Rising up from ashes: Joanne Merrick

Life isn’t always easy. The key is “plugging through and going forward and finding those bright spots of life to start over again and take the experience you already have and develop it and keep going,” said MHCC artist Joanne Merrick.

Merrick is a returning student at MHCC. “I came here in 1968, and there were wonderful teachers here,” she said. When she was attending Mt. Hood the first time, she took art classes from Howard Neufeld, an instructor who influenced her deeply. “He just encouraged me and was wonderful.” Merrick believes MHCC needs instructors like Neufeld who will inspire and promote students.

Recently meeting with Neufeld, Merrick learned he had a terrible car crash in which he had his (dominant) art hand paralyzed.

This touched Merrick as she, too, has been through great hardships.

Throughout life she has been overseas, back East, to California, and New York.

She left an abusive marriage in New York, having to move from a safe house back to Oregon. On her “way out” Merrick lost her mother and experienced the betrayal of close ones. “My so-called friend decided to get rid of all my belongings,” she explained. Her ex-friend enlisted the help of Merrick’s own daughter when the “purge” happened, she said.

“I kept telling them ‘This is like you’re cutting my life away piece by piece,’ ” said the artist.

Twenty-thousand dollars of merchandise was given away during the purge, along with many of Merrick’s personal artworks and family heirlooms. “It was done very cruel(ly), and I was in a very depressive state, so I thought my best bet to get refocused was to go back to school,” she explained.

Coming back to school, Merrick started with sculpture, having lost most of her previous sculptures. “I was hoping to find new life, beginning, and joy,” she said.

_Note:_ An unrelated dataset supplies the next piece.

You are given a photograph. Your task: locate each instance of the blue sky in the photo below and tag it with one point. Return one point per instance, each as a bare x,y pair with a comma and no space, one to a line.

Instead, her  enthusiastic effort “was met with a lot of negativity and a lot of telling me I couldn’t do things I knew I could do.”

Though she had troubles in her sculpting course she also received help from Jen Fuller. Merrick credited Fuller in having tuly helped her finish one of her sculptures.

Merrick would take two terms of sculpture class simply to exploit her passion for the art, which she said she enjoys most of all the mediums.

Silk painting, silk screening, airbrushing, stone sculpting, glass working, watercolors, and oils are some of the other mediums she has used. When she was using oils it was “years ago when the turpentines were really potent.” So much so, she had “just about killed (myself) painting with oils in a small cottage,” she recalled with a laugh.

Now, as it was then, Merrick still “keeps plugging through” and stays positive. She hopes to be a part of the upcoming Mt. Hood student art show, set to begin May 9.

In the future, she wants once again have a studio where she can busy herself with sculpture, among other mediums.